Direnç terapi süresi boyunca kendisini pek çok şekilde gösterebilir. En sık ve bariz olanları ele alacak olursak;
Seansı tamamen unutmak ya da geç kalmak.
Seans içerisinde verilen egzersizleri unutmak, yapmamak ya da eksik yapmak.
Seans ücretleri eksik, geç ya da hiç vermeyerek süreci sonlandırmaya çalışmak.
Süreç ve seansın kurallarına uymamak.
Seans içerisinde, terapistin yetkinliği konusunda sorgulamalar yapmak ve mümkünse terapiste sözel olarak saldırmak.
Seans içerisinde terapistlik rolünü üstlenmeye çalışmak.
Terapiste doğruları söylememek ve kendini açmamak.
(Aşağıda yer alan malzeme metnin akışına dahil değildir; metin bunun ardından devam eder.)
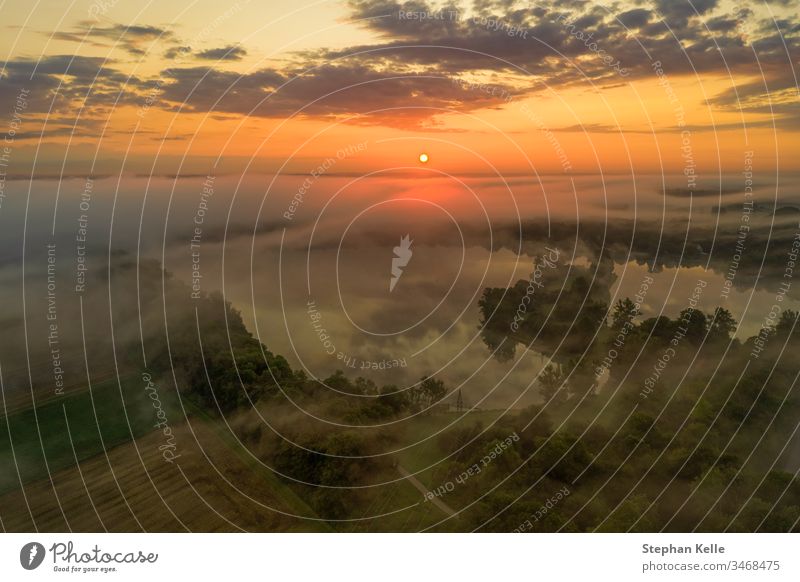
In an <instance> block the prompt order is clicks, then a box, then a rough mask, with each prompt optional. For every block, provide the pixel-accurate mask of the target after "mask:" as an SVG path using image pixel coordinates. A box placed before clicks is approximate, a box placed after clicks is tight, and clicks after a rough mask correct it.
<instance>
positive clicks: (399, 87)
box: [162, 63, 510, 127]
mask: <svg viewBox="0 0 800 582" xmlns="http://www.w3.org/2000/svg"><path fill="white" fill-rule="evenodd" d="M163 78H164V79H165V80H167V82H166V83H165V84H164V85H163V86H162V98H164V99H166V100H168V101H171V102H173V103H175V104H179V105H180V106H181V107H182V108H183V109H184V110H188V111H199V112H207V111H218V112H232V113H239V114H248V115H256V116H263V117H285V116H288V115H294V114H297V115H302V116H315V117H329V118H333V117H336V116H363V117H359V118H358V119H357V120H355V121H356V123H363V124H382V125H390V126H403V127H408V126H410V125H414V126H419V125H420V124H421V123H422V121H423V120H427V119H429V118H430V117H431V116H433V115H435V114H437V113H443V112H446V111H459V110H461V111H463V110H469V109H477V108H481V107H487V106H492V105H500V104H502V103H503V102H504V99H505V98H507V96H508V95H510V92H509V91H508V89H506V88H503V87H500V86H497V87H492V88H488V89H487V88H484V89H483V90H481V89H475V88H473V87H469V86H465V85H462V84H459V83H454V82H453V81H452V80H450V79H449V78H446V77H442V76H439V75H420V74H416V73H411V72H409V71H396V72H387V71H384V72H378V71H376V70H373V69H371V68H369V67H366V66H364V65H361V64H354V63H343V64H341V65H321V66H319V67H316V68H314V69H312V70H308V71H288V72H287V71H282V72H279V71H277V70H274V69H263V70H260V71H257V72H254V73H250V74H245V75H240V74H238V73H235V72H230V71H219V70H216V69H214V68H211V67H193V68H180V69H178V68H176V69H168V70H166V71H164V72H163ZM504 96H505V97H504ZM376 110H381V111H376ZM372 112H374V113H372Z"/></svg>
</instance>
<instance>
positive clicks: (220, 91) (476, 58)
mask: <svg viewBox="0 0 800 582" xmlns="http://www.w3.org/2000/svg"><path fill="white" fill-rule="evenodd" d="M797 11H798V3H797V2H794V1H791V0H788V1H787V0H777V1H770V2H766V3H763V2H762V3H759V2H730V1H726V0H695V1H694V2H693V4H691V3H688V2H683V1H677V2H676V1H674V0H655V1H650V0H636V1H624V2H608V3H595V2H584V1H582V0H567V1H560V2H558V3H551V2H513V1H502V0H499V1H490V0H485V1H484V0H476V1H474V2H464V3H447V4H443V3H425V2H407V3H400V2H393V1H390V0H374V1H369V0H351V1H349V2H347V1H336V2H330V1H319V2H309V1H306V0H292V1H287V0H269V1H256V0H252V1H250V2H247V1H245V0H240V1H239V2H234V3H224V2H217V1H213V0H198V1H196V2H192V3H189V4H187V5H184V4H183V3H170V2H150V3H130V2H116V1H115V0H93V1H87V0H80V1H77V2H74V3H73V4H71V5H70V6H67V4H66V3H63V2H61V1H58V0H42V1H39V2H30V3H22V2H17V3H12V4H8V3H6V4H5V5H4V6H3V14H4V21H3V23H2V25H1V26H2V27H3V28H4V33H3V34H2V35H0V54H2V55H4V57H3V60H4V61H5V62H4V63H3V64H2V69H0V75H1V77H0V78H1V81H0V112H2V115H3V116H4V117H5V121H4V123H5V125H8V123H9V120H10V119H11V116H12V113H13V111H14V107H15V102H16V101H17V97H18V96H19V94H20V91H22V90H26V91H28V92H29V93H27V94H28V95H29V96H28V97H27V102H26V107H25V112H24V114H23V116H22V123H21V128H20V129H19V130H18V132H17V134H16V136H15V148H16V149H15V156H16V158H15V161H16V163H17V164H20V163H22V161H23V160H26V161H28V162H29V164H28V169H27V170H24V171H25V172H27V171H30V169H31V168H30V161H31V160H33V159H34V158H36V169H35V171H36V172H37V173H39V174H53V173H60V172H62V168H63V172H65V173H75V174H80V173H81V172H84V173H85V172H90V171H91V172H95V173H103V172H104V171H105V172H109V171H112V170H113V171H116V170H118V169H123V170H124V171H128V172H132V173H149V172H151V171H164V172H181V173H203V172H205V171H207V168H208V166H209V164H210V163H211V161H212V160H213V159H214V158H215V157H216V156H218V155H219V156H222V157H223V158H224V162H222V167H224V168H226V169H228V170H230V171H240V170H241V169H242V168H244V167H245V166H246V165H247V164H251V165H250V171H258V172H275V171H277V170H278V169H279V168H282V172H289V173H292V172H293V173H301V174H302V173H306V172H308V171H310V170H311V169H313V168H314V167H315V166H316V165H317V164H319V162H320V160H323V159H325V158H326V157H329V156H331V155H335V153H336V152H337V151H338V150H339V149H340V148H344V147H347V146H348V145H353V144H358V143H363V142H368V143H369V144H370V147H368V148H367V149H366V150H365V151H364V152H363V153H360V154H359V155H357V156H350V157H348V159H346V160H344V161H343V162H342V163H341V164H338V165H337V167H336V168H335V172H337V173H347V172H357V173H364V172H370V171H375V170H386V169H391V168H406V167H408V166H414V165H418V163H419V162H418V161H417V159H418V155H419V152H422V151H425V152H428V153H429V154H430V162H429V164H428V166H429V167H434V168H436V169H437V170H440V171H444V172H453V173H492V172H494V171H502V172H504V173H522V174H524V173H529V172H531V171H532V169H535V171H537V172H542V173H548V172H550V173H563V172H564V171H565V170H566V171H568V172H575V173H596V172H604V173H605V172H608V173H628V172H662V171H663V172H666V173H681V172H682V171H683V169H684V167H685V164H686V162H685V159H684V158H683V157H682V152H681V146H682V145H686V140H687V139H688V141H689V143H690V145H691V151H692V156H693V158H694V163H696V164H697V166H698V171H702V172H704V173H706V174H708V173H718V172H727V173H735V172H740V171H741V168H742V164H743V154H742V152H743V151H745V150H755V151H756V159H757V161H758V167H759V169H760V170H764V171H774V170H775V168H776V164H777V165H778V167H779V168H780V170H781V171H782V172H785V171H795V170H798V169H800V168H799V167H798V160H799V159H800V156H798V152H800V135H798V132H800V108H799V107H798V93H797V79H796V77H795V71H796V68H797V65H798V54H800V53H798V40H799V37H800V27H799V26H798V25H796V24H793V23H792V22H791V21H792V17H796V15H797ZM658 63H660V65H661V66H660V67H659V66H658ZM4 131H5V130H4ZM95 158H97V159H96V161H94V162H93V160H95ZM123 159H124V160H125V162H124V165H122V162H121V160H123ZM181 160H182V161H181ZM284 163H285V166H284ZM154 164H155V165H154Z"/></svg>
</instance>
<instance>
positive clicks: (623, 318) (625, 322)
mask: <svg viewBox="0 0 800 582" xmlns="http://www.w3.org/2000/svg"><path fill="white" fill-rule="evenodd" d="M637 315H639V307H638V306H637V305H636V304H635V303H634V302H633V301H631V300H630V299H628V298H627V297H626V298H625V299H620V300H619V301H617V304H616V305H615V306H614V311H613V312H612V314H611V328H612V329H614V330H615V331H619V330H620V329H622V327H623V326H624V325H625V324H626V323H631V322H632V321H633V318H634V317H636V316H637Z"/></svg>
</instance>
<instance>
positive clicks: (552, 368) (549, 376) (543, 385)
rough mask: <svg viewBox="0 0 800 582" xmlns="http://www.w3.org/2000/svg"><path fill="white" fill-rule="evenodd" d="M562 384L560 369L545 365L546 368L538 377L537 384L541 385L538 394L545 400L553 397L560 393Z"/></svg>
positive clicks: (554, 396)
mask: <svg viewBox="0 0 800 582" xmlns="http://www.w3.org/2000/svg"><path fill="white" fill-rule="evenodd" d="M563 383H564V375H563V374H562V373H561V369H560V368H559V367H558V366H554V365H553V364H547V367H546V368H545V369H544V370H542V373H541V374H540V375H539V384H541V385H542V387H541V389H540V392H541V394H542V396H544V398H545V399H546V400H550V399H552V398H553V397H555V396H556V395H557V394H558V393H559V392H560V391H561V385H562V384H563Z"/></svg>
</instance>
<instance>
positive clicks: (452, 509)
mask: <svg viewBox="0 0 800 582" xmlns="http://www.w3.org/2000/svg"><path fill="white" fill-rule="evenodd" d="M397 470H398V471H399V472H400V474H401V475H402V476H403V477H405V478H406V479H408V482H409V483H411V484H412V485H413V486H414V487H416V488H417V491H419V492H420V493H422V495H423V496H424V495H427V494H428V493H429V490H428V488H427V487H425V485H423V484H422V483H421V482H420V480H419V479H417V478H416V477H414V475H412V474H411V473H409V472H408V471H406V469H405V468H404V467H402V466H401V465H397ZM430 501H431V503H433V504H434V505H435V506H436V507H438V508H439V509H441V510H442V511H443V512H444V513H446V514H447V515H449V516H451V517H452V516H454V515H455V514H456V512H455V511H453V509H452V508H451V507H450V506H449V505H447V504H446V503H444V502H443V501H441V500H440V499H437V498H436V497H434V498H433V499H431V500H430Z"/></svg>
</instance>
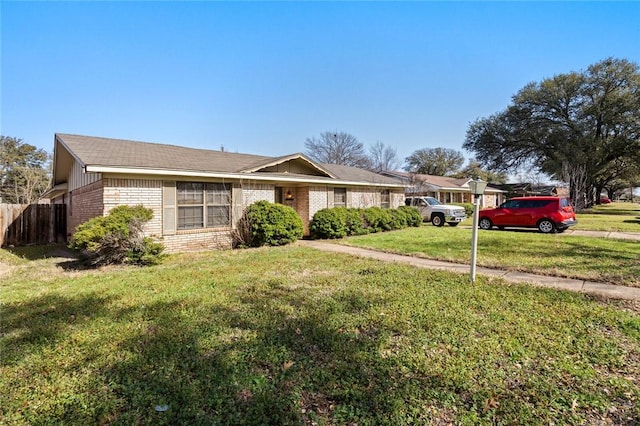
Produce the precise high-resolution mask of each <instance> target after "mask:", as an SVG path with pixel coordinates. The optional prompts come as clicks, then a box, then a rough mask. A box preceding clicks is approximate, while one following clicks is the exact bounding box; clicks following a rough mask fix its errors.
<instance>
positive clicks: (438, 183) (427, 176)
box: [390, 171, 469, 188]
mask: <svg viewBox="0 0 640 426" xmlns="http://www.w3.org/2000/svg"><path fill="white" fill-rule="evenodd" d="M390 173H391V174H393V175H394V176H398V177H400V178H403V179H411V178H413V179H415V180H418V181H421V182H426V183H429V184H431V185H435V186H439V187H442V188H461V187H463V186H464V185H465V184H466V183H467V182H469V179H458V178H452V177H447V176H436V175H424V174H417V173H407V172H397V171H394V172H390Z"/></svg>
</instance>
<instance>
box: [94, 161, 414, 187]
mask: <svg viewBox="0 0 640 426" xmlns="http://www.w3.org/2000/svg"><path fill="white" fill-rule="evenodd" d="M84 171H85V173H117V174H137V175H139V174H146V175H154V176H160V175H164V176H167V175H169V176H186V177H206V178H219V179H237V180H243V179H246V180H257V181H269V182H273V181H279V182H299V183H327V182H324V181H321V180H313V179H304V178H297V177H294V176H292V177H285V176H278V177H277V178H274V177H272V176H264V175H256V174H252V173H251V174H249V173H205V172H194V171H185V170H158V169H139V168H132V167H109V166H92V165H86V166H84ZM323 177H324V176H323ZM330 183H331V184H334V185H352V186H376V187H386V188H405V187H406V185H402V184H393V183H375V182H362V181H349V180H332V181H331V182H330Z"/></svg>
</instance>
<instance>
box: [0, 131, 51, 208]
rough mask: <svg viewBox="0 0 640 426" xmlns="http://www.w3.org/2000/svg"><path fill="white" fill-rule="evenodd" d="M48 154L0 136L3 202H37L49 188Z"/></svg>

Seans içerisinde çok hızlı, dağınık ve konudan konuya atlayarak, problemleri gizlemek.
Şeklinde sıralayabiliriz.
Bilinçli zihnimiz ile fark edemediğimiz, ancak bilinçaltı tarafından ustalıkla gerçekleştirilen bu tür direnç davranışlar, kişinin geçmiş yaşantıları, tecrübesi ve içinde bulunduğu sürecin özelliklerine göre değişiklik gösterebilir.
Bilinçli zihnimiz ile istediğimiz değişim ve o değişimi getireceğini düşündüğümüz terapist, bilinçaltımızın saygısını ancak bu dirençleri aşarak kazanabilir.
Gelen değişimin geçerliliğinden, güvenirliliğinden ve mevcut sistemden daha işlevsel olduğundan emin olduktan sonra bile, bilinçaltımız değişime alışmakta ve sürdürmekte zorluk çıkartabilir.
Sadece hayata kalmak değil, daha kaliteli bir yaşam inşaa etmek. Sürdürülebilir gelişim ve değişimler sağlayarak modern dünyada varolabilmek için, siz de bir uzmandan destek alabilirsiniz.
Kaynakça
Prochaska, J. O., & Norcross, J. C. (2007). Systems of psychotherapy: A transtheoretical approach. South Melbourne, Australia: Thompson Brooks/Cole.